Falls eine lokale Lappenplastik alleine für die Abdeckung des Defektes nicht ausreicht, lässt sich eine Kombination aus Lappenplastik und Hauttransplantation anwenden. Dabei wird der ursprüngliche Defekt mit einer Nahlappenplastik aus gesundem Gewebe verschlossen. Der dadurch entstehende neue Defekt, der ja einen gut vaskularisierten, frischen Wundgrund aufweist, wird direkt mit einem Transplantat verschlossen. Dieses Kombinationsverfahren ist sicher kritisch bei alten und morbiden Patienten zu sehen, da es doch ein aufwendiger Eingriff ist.
Sollte zunächst eine operative Versorgung des Skalpdefektes nicht möglich sein, wird unter der Voraussetzung eines intakten Periosts ein Wundgrundaufbau angestrebt, wobei zur Stimulation der Wundgranulation moderne Wundauflagen (wie z. B. Hydrokolloide) oder eine Vakuumtherapie eingesetzt werden können. Eine Vakuumtherapie kann bis zum Erreichen des angestrebten Granulationsniveaus mehrere Wochen in Anspruch nehmen. Im Falle eines kompletten Freiliegens des Knochens besteht die sehr große Gefahr der Austrocknung desselben. Um dies zu vermeiden, muss gewährleistet sein, dass mindestens 1 ×/Tag ein Verbandswechsel erfolgt. Dabei müssen fettige Salbengrundlagen, z. B. weiße Vaseline, zur Anwendung kommen. Diese sollten mit hochwertigen Wunddistanzgittern kombiniert werden. Dabei sind z. B. Wunddistanzgitter mit einer Silikontechnologie anzuwenden. Diese verhindern ideal ein Festwachsen am Wundgrund und ermöglichen atraumatische Verbandswechsel.

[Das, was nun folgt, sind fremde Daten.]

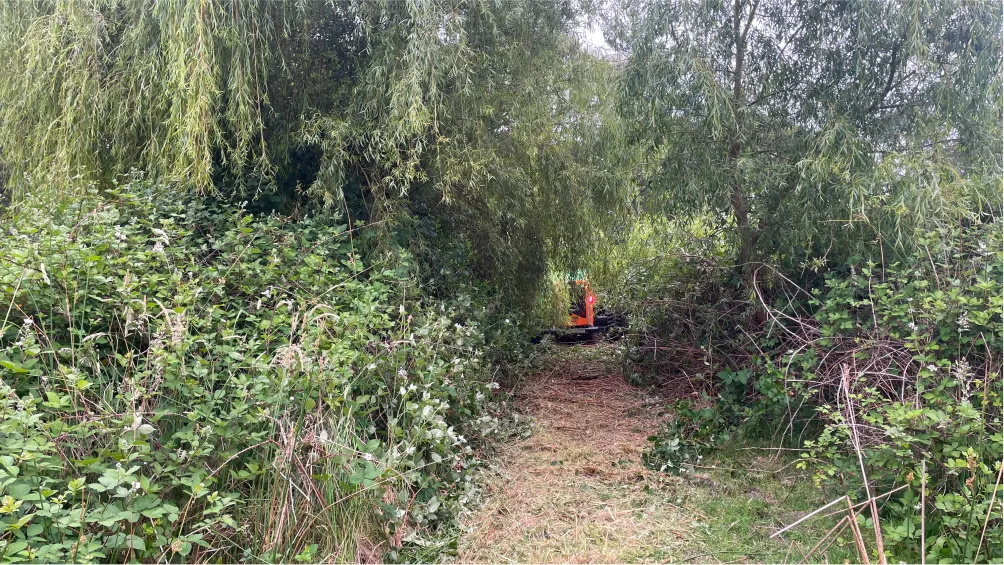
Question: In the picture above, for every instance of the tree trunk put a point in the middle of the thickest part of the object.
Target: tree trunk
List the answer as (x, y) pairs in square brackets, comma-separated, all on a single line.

Ebenfalls bei nicht intaktem Periost (durch Tumorinfiltration oder Austrocknung) kann man Trepanationsbohrungen der Schädelkalotte mit einer Fensterung der gefäßfreien Tabula externa bis in die gefäßreiche Diploe zur Induktion von Granulationsgewebewachstum durchführen (Braunsche Knochenbohrungen). Eine solche Trepanation erfolgt mittels eines Rosenbohrers oder eines Erbium-YAG-Lasers ([Abb. 15], [Abb. 16]).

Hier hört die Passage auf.